Earth’s “second moon”—as asteroid called Kamo’oalewa—appears to have come from the moon itself.

Scientists have concluded this using computer models, revealing its origin as the Giordano Bruno crater on the moon’s far side.

Near-Earth Asteroids—of which the Kamo’oalewa is one—are generally thought to have come from the Main Asteroid Belt between Mars’s and Jupiter’s orbits.

Meet Kamo’oalewa

Kamo’oalewa, also called 2016 HO3 and meaning “oscillating celestial object” in Hawaiian, is about 130 to 330 feet (40 to 100 meters) across—about the size of The Statue of Liberty. It was discovered in 2016 by Pan-STARRS, an array of telescopes in Hawaii designed to find and track NEAs. About 250,000 NEAs are currently known.

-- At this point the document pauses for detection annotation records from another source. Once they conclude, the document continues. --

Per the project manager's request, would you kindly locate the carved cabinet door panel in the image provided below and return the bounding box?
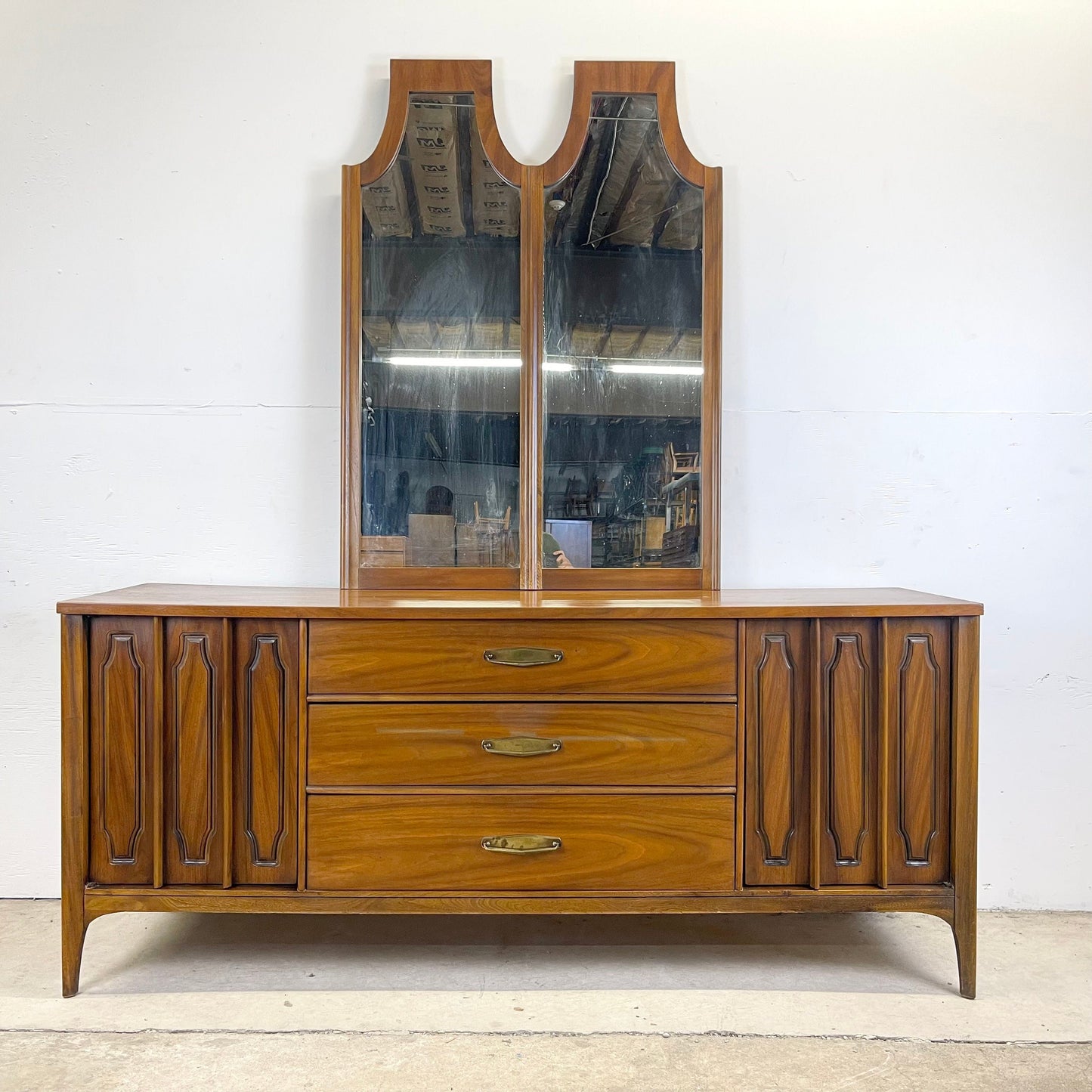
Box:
[815,618,880,884]
[233,618,299,883]
[883,618,951,884]
[164,618,231,886]
[88,618,159,886]
[744,618,812,886]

Kamo’oalewa is a quasi-satellite of Earth because it appears to orbit Earth despite actually orbiting the sun. It moves in sync with Earth in a 1:1 resonance.

Giordano Bruno Crater

The asteroid comes from Giordano Bruno crater on the far side of the moon, according to a paper published this week in Nature Astronomy.

A 14-mile (22-kilometer) wide impact crater, Giordano Bruno crater is thought to be the youngest crater of its size or larger on the moon’s surface. The researchers say it was caused by an asteroid about one mile (1.6 kilometers) in diameter striking the moon between one million and 10 million years ago.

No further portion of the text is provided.